I have some hierarchical data that I am trying to get into a more relational style table. I want to mutate a column to my dataframe that tells me the parent to each row. Here, Lights is a child to Electrical, and Wiring and Bulbs are both children to Lights, and so on.
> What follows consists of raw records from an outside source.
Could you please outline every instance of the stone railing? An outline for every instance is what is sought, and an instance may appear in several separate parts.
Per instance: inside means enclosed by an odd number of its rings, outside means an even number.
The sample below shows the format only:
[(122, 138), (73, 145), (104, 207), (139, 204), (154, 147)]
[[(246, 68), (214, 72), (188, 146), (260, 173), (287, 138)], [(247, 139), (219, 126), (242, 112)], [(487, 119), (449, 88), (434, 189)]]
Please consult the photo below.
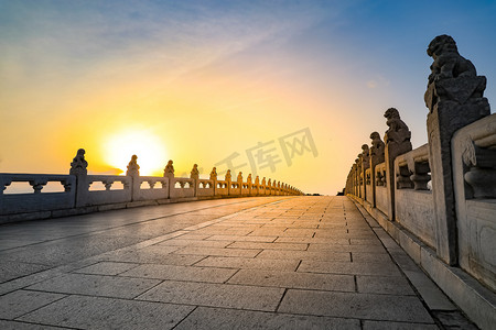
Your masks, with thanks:
[[(126, 176), (88, 175), (84, 154), (84, 150), (78, 151), (69, 175), (0, 173), (0, 223), (198, 199), (303, 195), (289, 185), (271, 184), (270, 179), (266, 185), (266, 178), (261, 184), (258, 177), (251, 183), (251, 175), (244, 182), (241, 173), (236, 182), (231, 182), (230, 172), (226, 179), (217, 179), (215, 167), (209, 179), (200, 178), (197, 165), (191, 177), (174, 177), (172, 161), (163, 177), (140, 176), (137, 156), (129, 163)], [(12, 183), (26, 183), (32, 190), (10, 191)], [(58, 183), (63, 190), (45, 191), (50, 183)]]
[(384, 143), (374, 132), (370, 148), (362, 146), (345, 193), (478, 327), (494, 329), (496, 114), (483, 97), (486, 78), (450, 36), (434, 38), (428, 54), (428, 144), (412, 150), (408, 127), (388, 109)]

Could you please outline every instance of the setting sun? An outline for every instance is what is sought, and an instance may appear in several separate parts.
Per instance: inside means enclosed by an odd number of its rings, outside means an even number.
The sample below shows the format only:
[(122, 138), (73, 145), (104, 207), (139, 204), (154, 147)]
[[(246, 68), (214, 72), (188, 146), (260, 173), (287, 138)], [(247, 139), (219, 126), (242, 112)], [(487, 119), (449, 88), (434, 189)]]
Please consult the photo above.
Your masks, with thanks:
[(147, 130), (119, 132), (104, 143), (105, 162), (126, 173), (132, 155), (138, 156), (140, 175), (162, 175), (168, 152), (161, 139)]

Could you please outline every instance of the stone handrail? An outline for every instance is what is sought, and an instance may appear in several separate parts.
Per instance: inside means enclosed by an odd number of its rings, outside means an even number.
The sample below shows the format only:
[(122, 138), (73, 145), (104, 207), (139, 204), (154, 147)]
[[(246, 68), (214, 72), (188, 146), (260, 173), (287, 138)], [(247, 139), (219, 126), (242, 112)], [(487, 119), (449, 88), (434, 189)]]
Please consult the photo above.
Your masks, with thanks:
[(451, 36), (435, 37), (428, 54), (434, 58), (424, 95), (428, 143), (412, 150), (408, 127), (398, 110), (388, 109), (384, 143), (379, 133), (370, 134), (371, 146), (362, 146), (345, 194), (478, 327), (493, 329), (496, 114), (483, 97), (486, 78), (457, 53)]
[(496, 289), (496, 113), (452, 140), (460, 266)]
[[(0, 223), (198, 199), (303, 195), (299, 189), (284, 184), (278, 186), (276, 182), (273, 187), (252, 184), (251, 177), (248, 182), (241, 177), (236, 182), (218, 180), (216, 176), (201, 179), (197, 172), (192, 172), (190, 178), (174, 177), (172, 161), (163, 177), (140, 176), (137, 156), (129, 163), (126, 176), (88, 175), (84, 154), (84, 150), (78, 151), (69, 175), (0, 173)], [(43, 191), (50, 182), (61, 183), (64, 191)], [(9, 194), (12, 183), (29, 183), (33, 191)], [(94, 189), (96, 183), (105, 188)]]

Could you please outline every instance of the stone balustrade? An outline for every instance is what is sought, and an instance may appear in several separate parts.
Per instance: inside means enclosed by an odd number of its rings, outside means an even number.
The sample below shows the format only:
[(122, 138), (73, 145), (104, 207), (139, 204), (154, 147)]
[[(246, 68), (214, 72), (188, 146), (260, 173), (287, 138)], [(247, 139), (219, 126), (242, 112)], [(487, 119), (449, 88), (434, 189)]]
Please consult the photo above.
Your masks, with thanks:
[(451, 36), (435, 37), (428, 54), (434, 58), (424, 95), (428, 143), (412, 150), (407, 124), (397, 109), (388, 109), (385, 143), (377, 132), (370, 134), (370, 147), (362, 146), (345, 194), (478, 327), (493, 329), (496, 114), (483, 97), (486, 78), (457, 53)]
[[(175, 177), (172, 161), (163, 177), (140, 176), (136, 155), (126, 176), (88, 175), (84, 155), (84, 150), (77, 152), (69, 175), (0, 173), (0, 223), (198, 199), (303, 195), (271, 179), (267, 185), (266, 178), (252, 183), (251, 175), (244, 182), (239, 174), (233, 182), (230, 170), (225, 180), (217, 179), (215, 168), (209, 179), (202, 179), (196, 164), (191, 177)], [(52, 182), (60, 183), (64, 191), (45, 193), (43, 188)], [(8, 194), (12, 183), (28, 183), (33, 190)]]

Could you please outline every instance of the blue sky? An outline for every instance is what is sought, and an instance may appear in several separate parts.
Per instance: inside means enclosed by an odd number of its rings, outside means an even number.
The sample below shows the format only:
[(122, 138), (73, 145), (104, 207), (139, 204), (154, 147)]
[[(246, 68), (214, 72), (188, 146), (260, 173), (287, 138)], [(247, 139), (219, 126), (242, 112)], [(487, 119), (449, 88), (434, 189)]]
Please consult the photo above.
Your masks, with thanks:
[(334, 194), (387, 108), (427, 142), (434, 36), (496, 98), (494, 18), (495, 1), (0, 0), (0, 172), (65, 173), (80, 146), (106, 172), (106, 134), (137, 128), (187, 172), (310, 128), (319, 157), (262, 174)]

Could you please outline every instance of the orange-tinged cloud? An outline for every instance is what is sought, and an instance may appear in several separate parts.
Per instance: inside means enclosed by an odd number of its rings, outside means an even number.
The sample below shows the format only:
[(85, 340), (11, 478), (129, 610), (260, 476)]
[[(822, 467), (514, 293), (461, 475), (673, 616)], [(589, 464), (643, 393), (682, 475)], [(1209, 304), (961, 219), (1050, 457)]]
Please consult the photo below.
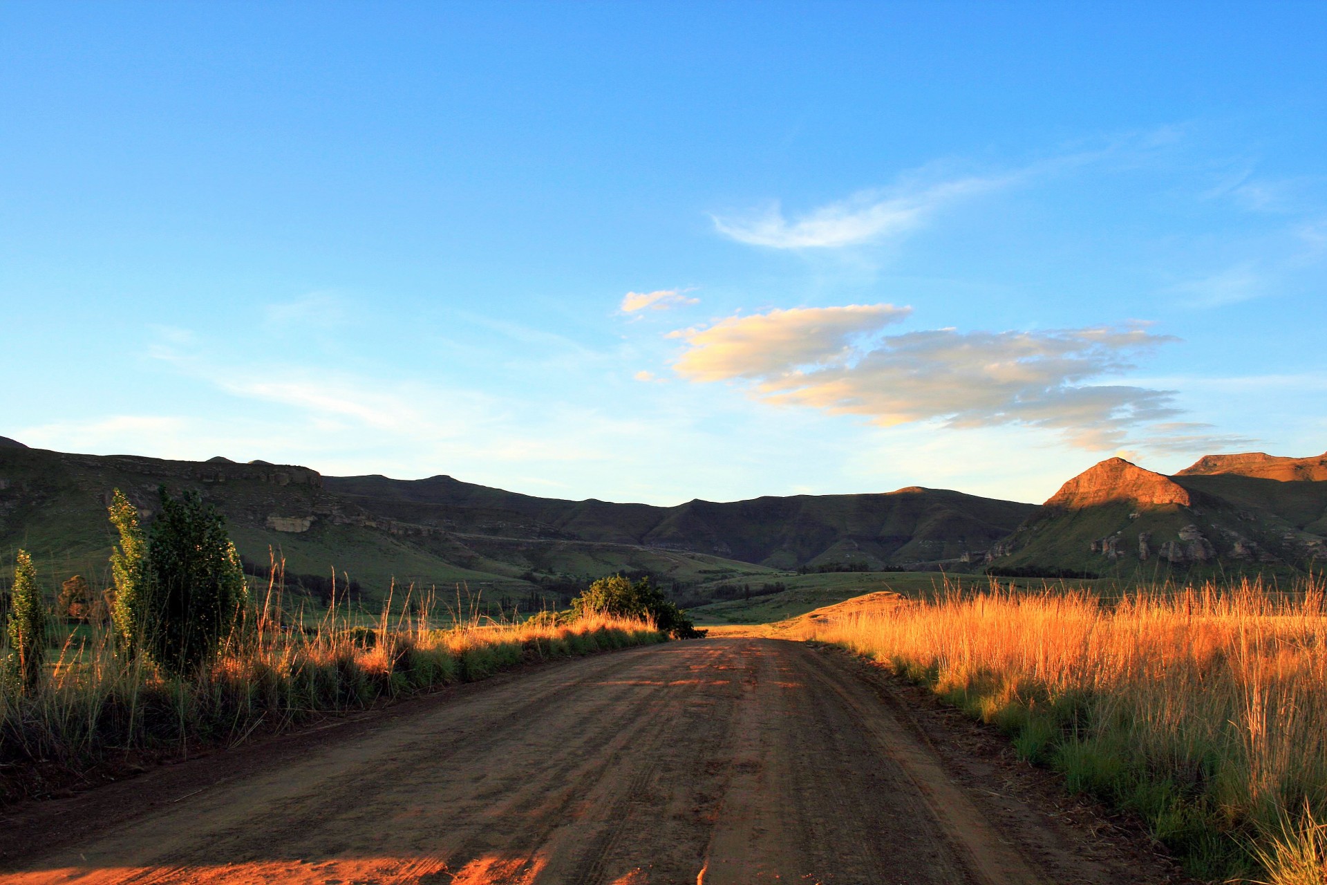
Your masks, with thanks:
[(673, 332), (670, 337), (689, 346), (673, 368), (691, 381), (723, 381), (832, 365), (853, 352), (856, 340), (909, 313), (912, 308), (892, 304), (849, 304), (729, 317), (709, 328)]
[(1131, 427), (1177, 414), (1172, 391), (1091, 383), (1170, 341), (1143, 325), (1044, 332), (930, 329), (878, 337), (908, 308), (888, 304), (770, 310), (674, 332), (674, 369), (691, 381), (746, 381), (779, 405), (863, 415), (882, 426), (1028, 425), (1074, 444), (1113, 448)]

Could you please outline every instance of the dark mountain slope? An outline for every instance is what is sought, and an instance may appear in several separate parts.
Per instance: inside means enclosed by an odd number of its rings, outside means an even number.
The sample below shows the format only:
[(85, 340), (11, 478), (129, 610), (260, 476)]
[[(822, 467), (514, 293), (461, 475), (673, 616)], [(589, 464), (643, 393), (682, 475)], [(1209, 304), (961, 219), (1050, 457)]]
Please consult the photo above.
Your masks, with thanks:
[(579, 579), (649, 571), (679, 582), (768, 567), (936, 563), (985, 551), (1035, 510), (951, 491), (689, 502), (678, 507), (533, 498), (450, 476), (321, 476), (299, 466), (70, 455), (0, 447), (0, 552), (29, 548), (64, 577), (98, 580), (114, 541), (121, 488), (150, 520), (157, 488), (199, 491), (240, 552), (291, 572), (348, 572), (382, 592), (390, 580), (528, 588), (524, 576)]
[(531, 498), (450, 476), (325, 478), (329, 491), (376, 513), (472, 535), (641, 544), (796, 568), (934, 563), (985, 551), (1032, 504), (904, 488), (877, 495), (796, 495), (677, 507)]

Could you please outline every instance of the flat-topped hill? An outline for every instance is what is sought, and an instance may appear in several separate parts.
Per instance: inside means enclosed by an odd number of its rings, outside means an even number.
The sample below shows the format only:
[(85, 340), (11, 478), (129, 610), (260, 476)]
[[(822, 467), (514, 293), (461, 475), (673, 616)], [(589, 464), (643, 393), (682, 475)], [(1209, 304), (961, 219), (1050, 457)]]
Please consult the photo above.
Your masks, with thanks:
[(1003, 572), (1292, 572), (1327, 559), (1327, 463), (1208, 455), (1174, 476), (1108, 458), (993, 548)]
[(1279, 482), (1323, 482), (1327, 480), (1327, 454), (1312, 458), (1282, 458), (1261, 451), (1238, 455), (1204, 455), (1176, 476), (1212, 476), (1217, 474), (1235, 474)]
Is there a way I can say "if Level = 2, find the nearest Level 1 above it in the dataframe, and assign that as its parent?" Another example would be: if the row is a Level 3 item (Wiring), its parent would be the nearest Level 2 above it in the dataframe (Lights).
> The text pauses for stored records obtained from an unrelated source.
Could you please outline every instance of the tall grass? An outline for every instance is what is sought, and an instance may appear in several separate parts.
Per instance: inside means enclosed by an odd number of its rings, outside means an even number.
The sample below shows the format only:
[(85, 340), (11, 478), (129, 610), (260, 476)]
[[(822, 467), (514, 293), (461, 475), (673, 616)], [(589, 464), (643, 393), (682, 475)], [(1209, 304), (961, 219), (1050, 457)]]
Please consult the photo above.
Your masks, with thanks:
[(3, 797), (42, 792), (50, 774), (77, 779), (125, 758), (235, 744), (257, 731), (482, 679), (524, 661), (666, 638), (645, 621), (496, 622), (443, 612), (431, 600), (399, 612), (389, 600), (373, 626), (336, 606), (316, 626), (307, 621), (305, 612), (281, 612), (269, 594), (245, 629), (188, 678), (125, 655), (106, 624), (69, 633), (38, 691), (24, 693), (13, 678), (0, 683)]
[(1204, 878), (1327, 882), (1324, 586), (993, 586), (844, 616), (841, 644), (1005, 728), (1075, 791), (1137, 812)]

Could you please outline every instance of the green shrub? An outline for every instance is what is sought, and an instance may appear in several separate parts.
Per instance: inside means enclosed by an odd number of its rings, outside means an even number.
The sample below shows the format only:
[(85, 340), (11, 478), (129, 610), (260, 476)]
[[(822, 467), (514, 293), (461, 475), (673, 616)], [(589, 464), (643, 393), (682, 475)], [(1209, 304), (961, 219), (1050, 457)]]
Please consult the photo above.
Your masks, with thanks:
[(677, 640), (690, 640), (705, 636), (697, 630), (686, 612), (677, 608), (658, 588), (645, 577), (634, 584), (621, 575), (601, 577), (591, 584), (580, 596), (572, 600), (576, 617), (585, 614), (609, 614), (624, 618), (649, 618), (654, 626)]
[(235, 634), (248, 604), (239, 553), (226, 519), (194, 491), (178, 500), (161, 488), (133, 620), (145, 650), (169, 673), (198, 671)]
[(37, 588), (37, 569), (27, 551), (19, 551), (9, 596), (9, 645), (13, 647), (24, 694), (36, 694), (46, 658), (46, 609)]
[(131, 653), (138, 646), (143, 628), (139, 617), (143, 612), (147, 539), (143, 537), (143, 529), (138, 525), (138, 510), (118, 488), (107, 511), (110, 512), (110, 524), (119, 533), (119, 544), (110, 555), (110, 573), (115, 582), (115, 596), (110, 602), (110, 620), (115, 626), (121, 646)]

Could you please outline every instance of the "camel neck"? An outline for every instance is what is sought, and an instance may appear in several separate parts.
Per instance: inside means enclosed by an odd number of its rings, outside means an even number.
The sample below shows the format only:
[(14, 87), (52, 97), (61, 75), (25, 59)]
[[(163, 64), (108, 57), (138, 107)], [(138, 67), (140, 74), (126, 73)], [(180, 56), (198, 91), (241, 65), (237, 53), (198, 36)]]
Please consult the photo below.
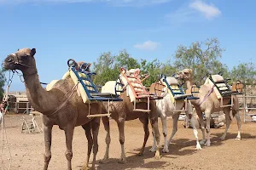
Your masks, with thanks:
[[(194, 84), (194, 82), (193, 82), (193, 81), (192, 80), (187, 80), (186, 82), (185, 82), (185, 83), (186, 83), (186, 86), (187, 86), (187, 91), (186, 91), (186, 94), (192, 94), (192, 92), (191, 92), (191, 88), (192, 88), (192, 86), (193, 86), (193, 84)], [(196, 107), (196, 106), (199, 106), (200, 105), (200, 99), (192, 99), (192, 100), (190, 100), (190, 102), (191, 102), (191, 104), (195, 106), (195, 107)]]
[(23, 76), (26, 95), (33, 108), (43, 114), (49, 110), (54, 110), (54, 105), (49, 105), (50, 99), (54, 96), (50, 96), (49, 93), (41, 86), (37, 71), (34, 74), (25, 74)]
[(185, 84), (186, 84), (187, 89), (189, 90), (189, 92), (191, 93), (191, 87), (194, 84), (193, 81), (186, 80)]

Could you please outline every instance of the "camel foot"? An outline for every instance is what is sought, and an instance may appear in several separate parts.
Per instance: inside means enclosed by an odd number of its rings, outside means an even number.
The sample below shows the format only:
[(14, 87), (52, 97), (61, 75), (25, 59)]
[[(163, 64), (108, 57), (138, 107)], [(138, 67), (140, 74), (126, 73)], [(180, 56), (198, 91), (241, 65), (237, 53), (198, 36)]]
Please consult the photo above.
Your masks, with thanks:
[(83, 167), (81, 168), (81, 170), (96, 170), (95, 167), (87, 167), (87, 166), (83, 166)]
[(200, 144), (206, 144), (206, 142), (207, 142), (206, 139), (202, 139), (202, 140), (200, 141)]
[(164, 147), (164, 149), (162, 150), (163, 153), (168, 153), (169, 152), (169, 149), (167, 147)]
[(225, 136), (225, 135), (223, 135), (223, 136), (221, 136), (219, 139), (220, 139), (221, 140), (224, 140), (225, 138), (226, 138), (226, 136)]
[(127, 163), (127, 161), (125, 158), (121, 158), (121, 159), (119, 159), (119, 163), (125, 164), (125, 163)]
[(156, 147), (155, 146), (152, 146), (152, 148), (149, 149), (149, 151), (155, 152), (156, 151)]
[(238, 136), (237, 136), (237, 137), (236, 138), (236, 140), (238, 140), (238, 141), (241, 140), (241, 137), (238, 137)]
[(161, 156), (160, 155), (159, 156), (154, 156), (154, 159), (160, 160), (160, 159), (161, 159)]
[(196, 150), (201, 150), (201, 144), (196, 144)]
[(104, 163), (108, 163), (109, 160), (108, 159), (102, 159), (102, 160), (100, 160), (100, 163), (102, 164), (104, 164)]
[(211, 145), (211, 141), (207, 140), (205, 144), (206, 146), (210, 146)]

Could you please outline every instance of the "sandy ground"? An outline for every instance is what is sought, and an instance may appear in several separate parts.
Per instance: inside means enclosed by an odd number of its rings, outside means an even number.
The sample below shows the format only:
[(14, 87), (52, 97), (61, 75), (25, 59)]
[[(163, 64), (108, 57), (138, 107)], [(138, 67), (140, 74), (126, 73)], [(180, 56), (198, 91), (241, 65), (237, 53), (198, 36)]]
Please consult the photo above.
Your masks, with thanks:
[[(6, 116), (6, 132), (12, 155), (12, 168), (15, 170), (37, 170), (43, 169), (44, 151), (44, 134), (21, 133), (21, 123), (24, 115)], [(26, 116), (29, 118), (29, 116)], [(37, 117), (41, 124), (40, 117)], [(172, 119), (168, 120), (168, 137), (172, 131)], [(255, 169), (256, 168), (256, 123), (242, 123), (241, 140), (236, 141), (237, 128), (236, 120), (232, 122), (225, 140), (218, 138), (224, 132), (224, 127), (212, 129), (212, 145), (204, 146), (202, 150), (195, 150), (195, 139), (190, 128), (184, 128), (182, 122), (178, 123), (178, 131), (172, 142), (170, 152), (161, 154), (160, 160), (154, 158), (154, 153), (148, 151), (153, 141), (150, 134), (146, 145), (144, 156), (138, 157), (137, 153), (143, 144), (143, 125), (138, 120), (125, 122), (125, 151), (128, 162), (118, 163), (120, 156), (119, 132), (116, 123), (111, 120), (111, 145), (110, 162), (100, 164), (105, 152), (105, 135), (102, 124), (99, 133), (99, 152), (97, 155), (97, 169), (102, 170), (125, 170), (125, 169)], [(161, 132), (161, 126), (160, 126)], [(150, 128), (151, 131), (151, 128)], [(201, 138), (201, 131), (199, 133)], [(161, 144), (163, 136), (161, 135)], [(3, 145), (3, 161), (0, 167), (9, 164), (9, 150)], [(81, 127), (75, 128), (73, 138), (73, 169), (80, 169), (84, 162), (87, 152), (87, 139)], [(67, 169), (65, 156), (64, 132), (58, 127), (53, 128), (52, 158), (49, 162), (49, 170)], [(92, 156), (91, 156), (92, 157)], [(91, 160), (91, 159), (90, 159)], [(1, 169), (1, 168), (0, 168)]]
I would need the nearest Level above it since the data is stored hierarchically.
Level Group Name Price
1 01 Electrical 200
2 01 Lights 82
3 01 Wiring 60
3 01 Bulbs 22
2 01 Vent 118
3 01 Detector 60
3 01 Cable 20
3 01 Plastic 25
3 01 Brackets 13
1 02 Interior 500
2 02 Doors 300
3 02 Knobs 40
2 02 Trim 200
3 02 Shelves 150
4 02 Brackets 50
Desired Output would be something like:
Level Group Name Price ID Parent
1 01 Electrical 200 1 None
2 01 Lights 82 2 1
3 01 Wiring 60 3 2
3 01 Bulbs 22 4 2
2 01 Vent 118 5 1
3 01 Detector 60 6 5
3 01 Cable 20 7 5
3 01 Plastic 25 8 5
3 01 Brackets 13 9 5
1 02 Interior 500 10 None
2 02 Doors 300 11 10
3 02 Knobs 40 12 11
2 02 Trim 200 13 10
3 02 Shelves 150 14 13
4 02 Brackets 50 15 14
Here is one way to do this but I think there should be other better/efficient solution to this.
library(dplyr)
library(purrr)
df %>%
mutate(ID = row_number()) %>%
group_by(Group) %>%
mutate(Parent = map2_dbl(Level, ID, ~{
tmp <- ID[Level == .x - 1]
val <- tmp - .y
if(any(val < 0)) max(tmp[val < 0]) else NA
})) %>%
ungroup
# Level Group Name Price ID Parent
# <int> <int> <chr> <int> <int> <dbl>
# 1 1 1 Electrical 200 1 NA
# 2 2 1 Lights 82 2 1
# 3 3 1 Wiring 60 3 2
# 4 3 1 Bulbs 22 4 2
# 5 2 1 Vent 118 5 1
# 6 3 1 Detector 60 6 5
# 7 3 1 Cable 20 7 5
# 8 3 1 Plastic 25 8 5
# 9 3 1 Brackets 13 9 5
#10 1 2 Interior 500 10 NA
#11 2 2 Doors 300 11 10
#12 3 2 Knobs 40 12 11
#13 2 2 Trim 200 13 10
#14 3 2 Shelves 150 14 13
#15 4 2 Brackets 50 15 14
We create and ID
column which is row number in the dataframe and for each Level
in the group we find out the nearest ID
value which is one level above the current level.